Governments Put Presssure on ICANN Over gTLDs

MARINA DEL REY, Calif. — ICANN has listed 23 areas of continued disagreement over proposed rules for new generic top-level domain names.

ICANN's Governmental Advisory Committee, or GAC, met last week in Brussels to decide on such key gTLD issues as trademark protection, malicious conduct, root-zone scaling, economic impact, geographic names and morality-based objections.

But GAC was unable to ratify a set of proposed rules at the Brussels meeting and will continue dialogue at ICANN's general meeting in San Francisco later this month.

ICANN chairman Peter Thrush, in a letter over the weekend to GAC chair Heather Dryden, said that his organization "has made a good faith effort toward narrowing the outstanding issues."

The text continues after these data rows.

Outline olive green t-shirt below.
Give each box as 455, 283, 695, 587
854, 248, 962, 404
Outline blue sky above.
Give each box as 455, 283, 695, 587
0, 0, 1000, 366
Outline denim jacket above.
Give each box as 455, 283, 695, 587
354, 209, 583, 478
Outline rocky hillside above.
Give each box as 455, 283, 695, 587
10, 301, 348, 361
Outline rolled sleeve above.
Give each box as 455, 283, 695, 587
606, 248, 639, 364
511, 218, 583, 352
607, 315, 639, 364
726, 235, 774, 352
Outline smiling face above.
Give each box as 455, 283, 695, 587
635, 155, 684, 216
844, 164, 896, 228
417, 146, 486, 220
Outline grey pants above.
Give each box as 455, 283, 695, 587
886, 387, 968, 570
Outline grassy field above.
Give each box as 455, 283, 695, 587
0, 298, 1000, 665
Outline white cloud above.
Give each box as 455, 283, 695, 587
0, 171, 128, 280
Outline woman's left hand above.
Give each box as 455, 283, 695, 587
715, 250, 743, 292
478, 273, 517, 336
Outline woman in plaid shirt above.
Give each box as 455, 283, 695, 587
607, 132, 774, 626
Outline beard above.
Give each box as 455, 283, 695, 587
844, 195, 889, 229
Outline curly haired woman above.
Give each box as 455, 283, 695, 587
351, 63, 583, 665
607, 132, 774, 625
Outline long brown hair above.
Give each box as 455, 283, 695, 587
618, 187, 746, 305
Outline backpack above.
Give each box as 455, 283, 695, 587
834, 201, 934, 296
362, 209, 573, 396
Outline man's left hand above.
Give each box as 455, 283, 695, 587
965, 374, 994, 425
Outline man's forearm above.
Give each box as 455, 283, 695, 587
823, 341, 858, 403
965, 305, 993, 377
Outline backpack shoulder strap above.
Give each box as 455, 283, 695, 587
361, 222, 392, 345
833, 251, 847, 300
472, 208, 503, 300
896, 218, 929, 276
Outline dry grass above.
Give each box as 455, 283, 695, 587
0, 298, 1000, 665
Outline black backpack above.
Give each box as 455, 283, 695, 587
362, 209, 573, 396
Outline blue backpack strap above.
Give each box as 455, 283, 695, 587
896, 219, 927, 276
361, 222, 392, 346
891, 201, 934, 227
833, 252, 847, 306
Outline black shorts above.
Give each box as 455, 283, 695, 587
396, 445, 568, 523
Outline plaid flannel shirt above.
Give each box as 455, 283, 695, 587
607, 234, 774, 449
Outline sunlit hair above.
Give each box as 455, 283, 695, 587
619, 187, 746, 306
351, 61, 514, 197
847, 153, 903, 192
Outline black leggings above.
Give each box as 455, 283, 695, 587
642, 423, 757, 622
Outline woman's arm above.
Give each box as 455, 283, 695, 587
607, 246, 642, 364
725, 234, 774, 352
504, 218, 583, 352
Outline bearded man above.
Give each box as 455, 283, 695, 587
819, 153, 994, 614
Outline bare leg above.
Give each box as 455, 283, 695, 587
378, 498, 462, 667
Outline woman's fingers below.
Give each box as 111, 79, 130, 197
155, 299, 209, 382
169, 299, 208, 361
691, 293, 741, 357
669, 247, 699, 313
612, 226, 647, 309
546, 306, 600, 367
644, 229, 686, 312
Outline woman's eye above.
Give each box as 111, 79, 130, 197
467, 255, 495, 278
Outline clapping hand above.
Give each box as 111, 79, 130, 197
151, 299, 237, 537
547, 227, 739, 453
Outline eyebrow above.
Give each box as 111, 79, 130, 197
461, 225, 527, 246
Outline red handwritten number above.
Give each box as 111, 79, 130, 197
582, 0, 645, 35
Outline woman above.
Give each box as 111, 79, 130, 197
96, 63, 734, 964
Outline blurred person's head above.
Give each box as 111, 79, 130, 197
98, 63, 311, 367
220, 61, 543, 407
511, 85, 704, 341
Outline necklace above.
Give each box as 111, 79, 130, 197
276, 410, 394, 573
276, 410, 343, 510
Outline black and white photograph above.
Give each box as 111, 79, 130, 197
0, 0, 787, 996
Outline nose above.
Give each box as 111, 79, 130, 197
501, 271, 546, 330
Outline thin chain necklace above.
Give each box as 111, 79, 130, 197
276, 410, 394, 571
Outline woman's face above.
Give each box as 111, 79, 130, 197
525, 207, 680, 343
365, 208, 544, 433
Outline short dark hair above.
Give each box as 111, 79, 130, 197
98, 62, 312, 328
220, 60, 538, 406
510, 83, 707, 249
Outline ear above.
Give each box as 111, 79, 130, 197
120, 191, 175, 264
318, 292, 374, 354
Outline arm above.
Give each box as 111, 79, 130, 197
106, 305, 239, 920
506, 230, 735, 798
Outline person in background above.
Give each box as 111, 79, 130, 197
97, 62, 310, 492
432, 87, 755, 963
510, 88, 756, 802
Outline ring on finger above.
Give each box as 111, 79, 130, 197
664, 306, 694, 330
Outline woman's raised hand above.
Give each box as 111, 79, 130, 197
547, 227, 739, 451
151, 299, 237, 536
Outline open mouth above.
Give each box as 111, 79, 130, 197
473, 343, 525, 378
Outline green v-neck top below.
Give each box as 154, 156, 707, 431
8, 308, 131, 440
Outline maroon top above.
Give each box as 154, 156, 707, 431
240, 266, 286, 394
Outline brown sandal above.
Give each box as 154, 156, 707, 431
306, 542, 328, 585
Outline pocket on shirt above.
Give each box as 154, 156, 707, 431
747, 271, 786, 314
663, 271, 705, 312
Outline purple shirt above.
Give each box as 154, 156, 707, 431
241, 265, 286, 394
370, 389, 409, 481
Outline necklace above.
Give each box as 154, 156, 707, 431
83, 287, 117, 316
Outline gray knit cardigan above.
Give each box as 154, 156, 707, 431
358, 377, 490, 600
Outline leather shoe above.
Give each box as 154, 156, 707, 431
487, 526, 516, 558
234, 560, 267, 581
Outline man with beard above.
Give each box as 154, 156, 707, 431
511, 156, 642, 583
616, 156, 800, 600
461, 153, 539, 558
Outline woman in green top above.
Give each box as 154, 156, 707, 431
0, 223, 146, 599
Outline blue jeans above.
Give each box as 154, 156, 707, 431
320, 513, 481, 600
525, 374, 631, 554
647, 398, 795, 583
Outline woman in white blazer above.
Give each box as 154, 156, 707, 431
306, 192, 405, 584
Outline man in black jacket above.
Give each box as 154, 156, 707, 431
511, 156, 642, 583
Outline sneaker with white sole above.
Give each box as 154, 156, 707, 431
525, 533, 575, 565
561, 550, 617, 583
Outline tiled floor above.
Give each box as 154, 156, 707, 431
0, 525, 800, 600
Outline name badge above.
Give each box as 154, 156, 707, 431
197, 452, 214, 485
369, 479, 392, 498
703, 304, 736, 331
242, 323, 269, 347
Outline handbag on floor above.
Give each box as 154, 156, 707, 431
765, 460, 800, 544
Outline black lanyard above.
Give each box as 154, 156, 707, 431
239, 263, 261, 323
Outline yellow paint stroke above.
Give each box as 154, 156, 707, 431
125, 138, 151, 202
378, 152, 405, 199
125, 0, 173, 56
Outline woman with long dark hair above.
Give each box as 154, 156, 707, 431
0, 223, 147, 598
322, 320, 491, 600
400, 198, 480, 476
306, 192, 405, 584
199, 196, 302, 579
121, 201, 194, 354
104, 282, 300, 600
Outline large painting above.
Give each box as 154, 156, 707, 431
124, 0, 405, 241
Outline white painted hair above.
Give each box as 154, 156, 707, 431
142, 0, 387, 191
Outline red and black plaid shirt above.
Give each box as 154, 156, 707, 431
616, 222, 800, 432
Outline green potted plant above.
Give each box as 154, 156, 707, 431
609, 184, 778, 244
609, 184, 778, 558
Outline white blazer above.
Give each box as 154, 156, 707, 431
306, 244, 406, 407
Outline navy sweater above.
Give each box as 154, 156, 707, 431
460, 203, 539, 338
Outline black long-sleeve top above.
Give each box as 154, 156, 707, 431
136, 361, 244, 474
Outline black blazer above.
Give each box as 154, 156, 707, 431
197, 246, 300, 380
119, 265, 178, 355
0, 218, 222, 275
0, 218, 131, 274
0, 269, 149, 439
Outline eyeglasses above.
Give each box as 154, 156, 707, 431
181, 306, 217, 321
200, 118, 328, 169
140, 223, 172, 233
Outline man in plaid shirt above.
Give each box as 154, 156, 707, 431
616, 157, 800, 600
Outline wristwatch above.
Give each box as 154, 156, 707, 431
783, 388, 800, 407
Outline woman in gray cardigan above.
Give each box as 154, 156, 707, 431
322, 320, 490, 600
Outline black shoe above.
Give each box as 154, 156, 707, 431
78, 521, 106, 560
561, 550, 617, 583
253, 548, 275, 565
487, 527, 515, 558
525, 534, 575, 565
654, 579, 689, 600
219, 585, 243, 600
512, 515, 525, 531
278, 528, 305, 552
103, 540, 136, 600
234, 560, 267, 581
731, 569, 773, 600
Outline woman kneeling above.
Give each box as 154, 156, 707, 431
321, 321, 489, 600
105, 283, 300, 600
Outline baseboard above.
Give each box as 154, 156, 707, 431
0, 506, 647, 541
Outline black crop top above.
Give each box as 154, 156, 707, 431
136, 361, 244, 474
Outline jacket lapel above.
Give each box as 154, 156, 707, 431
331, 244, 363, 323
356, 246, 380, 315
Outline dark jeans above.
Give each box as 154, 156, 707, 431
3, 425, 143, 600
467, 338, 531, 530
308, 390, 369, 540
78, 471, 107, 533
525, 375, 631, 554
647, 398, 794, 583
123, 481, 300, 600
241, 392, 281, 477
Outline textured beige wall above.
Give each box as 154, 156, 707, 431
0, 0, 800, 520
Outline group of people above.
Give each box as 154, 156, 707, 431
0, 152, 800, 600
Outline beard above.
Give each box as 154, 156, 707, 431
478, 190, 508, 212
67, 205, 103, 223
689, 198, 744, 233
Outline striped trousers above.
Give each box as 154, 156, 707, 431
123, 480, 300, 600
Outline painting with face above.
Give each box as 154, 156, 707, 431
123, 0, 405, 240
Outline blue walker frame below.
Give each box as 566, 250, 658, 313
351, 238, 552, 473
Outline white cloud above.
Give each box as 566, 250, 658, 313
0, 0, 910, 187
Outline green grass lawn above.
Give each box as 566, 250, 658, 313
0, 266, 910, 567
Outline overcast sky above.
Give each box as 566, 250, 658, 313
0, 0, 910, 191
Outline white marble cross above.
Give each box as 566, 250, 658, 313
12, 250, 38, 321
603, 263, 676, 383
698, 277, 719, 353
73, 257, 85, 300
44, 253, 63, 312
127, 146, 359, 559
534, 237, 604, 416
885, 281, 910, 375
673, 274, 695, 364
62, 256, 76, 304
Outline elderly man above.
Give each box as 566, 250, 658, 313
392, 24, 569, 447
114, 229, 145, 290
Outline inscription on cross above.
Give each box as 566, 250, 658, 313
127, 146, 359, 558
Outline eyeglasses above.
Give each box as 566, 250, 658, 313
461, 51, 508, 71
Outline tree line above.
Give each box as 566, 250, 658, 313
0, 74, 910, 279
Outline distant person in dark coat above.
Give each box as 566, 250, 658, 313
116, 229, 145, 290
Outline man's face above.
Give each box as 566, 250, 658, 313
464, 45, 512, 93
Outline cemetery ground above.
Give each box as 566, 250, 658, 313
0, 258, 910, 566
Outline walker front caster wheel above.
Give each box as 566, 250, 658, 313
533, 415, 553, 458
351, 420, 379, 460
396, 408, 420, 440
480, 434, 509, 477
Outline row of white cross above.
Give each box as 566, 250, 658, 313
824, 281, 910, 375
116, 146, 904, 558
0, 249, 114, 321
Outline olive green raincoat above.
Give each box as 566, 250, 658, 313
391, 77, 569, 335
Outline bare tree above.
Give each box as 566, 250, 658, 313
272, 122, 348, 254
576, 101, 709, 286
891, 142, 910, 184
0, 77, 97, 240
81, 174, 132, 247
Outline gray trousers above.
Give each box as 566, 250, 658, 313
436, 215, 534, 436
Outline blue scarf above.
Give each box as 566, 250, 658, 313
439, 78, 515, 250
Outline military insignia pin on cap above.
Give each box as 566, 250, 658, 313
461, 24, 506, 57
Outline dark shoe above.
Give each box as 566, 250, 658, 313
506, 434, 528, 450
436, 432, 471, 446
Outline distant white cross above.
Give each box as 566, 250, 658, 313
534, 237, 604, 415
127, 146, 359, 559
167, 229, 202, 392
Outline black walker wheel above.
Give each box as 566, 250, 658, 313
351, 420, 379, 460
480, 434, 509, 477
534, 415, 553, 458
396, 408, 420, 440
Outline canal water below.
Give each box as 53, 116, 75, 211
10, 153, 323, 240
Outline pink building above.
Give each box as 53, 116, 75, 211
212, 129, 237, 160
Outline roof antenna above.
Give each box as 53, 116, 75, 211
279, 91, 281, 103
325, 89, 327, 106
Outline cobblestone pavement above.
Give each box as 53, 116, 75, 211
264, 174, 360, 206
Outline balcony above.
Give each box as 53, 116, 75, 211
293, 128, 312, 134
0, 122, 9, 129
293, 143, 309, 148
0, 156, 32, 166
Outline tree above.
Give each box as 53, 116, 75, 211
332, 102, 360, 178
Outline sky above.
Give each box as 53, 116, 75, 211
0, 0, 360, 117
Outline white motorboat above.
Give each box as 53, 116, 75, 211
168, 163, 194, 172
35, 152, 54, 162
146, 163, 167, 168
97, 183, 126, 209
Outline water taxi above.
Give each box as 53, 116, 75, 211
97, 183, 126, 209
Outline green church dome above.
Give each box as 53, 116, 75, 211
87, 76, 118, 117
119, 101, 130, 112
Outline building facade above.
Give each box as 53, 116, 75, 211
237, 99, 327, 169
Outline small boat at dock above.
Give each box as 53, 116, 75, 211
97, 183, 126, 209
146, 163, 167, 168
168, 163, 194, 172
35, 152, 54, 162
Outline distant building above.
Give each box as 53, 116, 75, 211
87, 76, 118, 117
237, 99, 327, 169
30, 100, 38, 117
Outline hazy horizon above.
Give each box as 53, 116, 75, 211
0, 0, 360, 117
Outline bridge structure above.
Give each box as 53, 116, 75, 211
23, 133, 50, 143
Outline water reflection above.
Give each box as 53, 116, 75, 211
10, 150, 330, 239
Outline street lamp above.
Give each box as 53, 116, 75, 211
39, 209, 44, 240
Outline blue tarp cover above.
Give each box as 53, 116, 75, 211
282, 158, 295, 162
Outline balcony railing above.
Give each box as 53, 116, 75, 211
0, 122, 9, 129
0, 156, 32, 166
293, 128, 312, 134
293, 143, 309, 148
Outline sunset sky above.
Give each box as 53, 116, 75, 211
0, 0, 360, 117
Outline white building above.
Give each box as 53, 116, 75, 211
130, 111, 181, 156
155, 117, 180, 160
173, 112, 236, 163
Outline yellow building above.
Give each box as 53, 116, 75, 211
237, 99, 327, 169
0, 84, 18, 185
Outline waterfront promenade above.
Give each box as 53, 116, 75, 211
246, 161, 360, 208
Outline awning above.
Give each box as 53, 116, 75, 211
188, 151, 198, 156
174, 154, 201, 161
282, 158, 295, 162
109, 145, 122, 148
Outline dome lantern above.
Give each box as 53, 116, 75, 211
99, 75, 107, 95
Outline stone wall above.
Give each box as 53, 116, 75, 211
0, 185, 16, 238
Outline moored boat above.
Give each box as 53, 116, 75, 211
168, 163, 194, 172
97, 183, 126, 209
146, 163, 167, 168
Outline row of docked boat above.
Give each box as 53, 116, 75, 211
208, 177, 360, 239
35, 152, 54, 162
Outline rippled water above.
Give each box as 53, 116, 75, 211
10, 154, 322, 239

"The clarity gained during these efforts has significantly reduced the amount of work that needs to be done in order to reach agreement on most issues," he said.

"The board looks forward to continuing to collaborate with the GAC in order to conclude the consultation process on the new gTLD program during the Silicon Valley/San Francisco meeting," he said.

The GAC disagreements focus on the question of how much influence government officials, and to a lesser extent trademark owners, will see over the process of creating new domain suffixes. Hundreds of applications for these suffixes are expected later this year, including .gay, .car, .love, .movie and .web.

Governments are pushing to give themselves greater ability to object to proposed suffixes while handing trademark holders more power to monitor new domain names registered under those suffixes.

For instance, Kenya's rep has threatened that some countries "will take another direction--and I can tell you they will just go to the International Telecommunication Union," while China objects to "unilateral control of critical Internet resources," suggesting that the U.N. would be a better fit" for decision-making.

Another point of disagreement is over how the process should aid trademark holders. That could help companies prevent cybersquatting and phishing attacks against their customers. It also could make it more difficult for companies and individuals to do business if they happen to be using a word close to a trademarked phrase.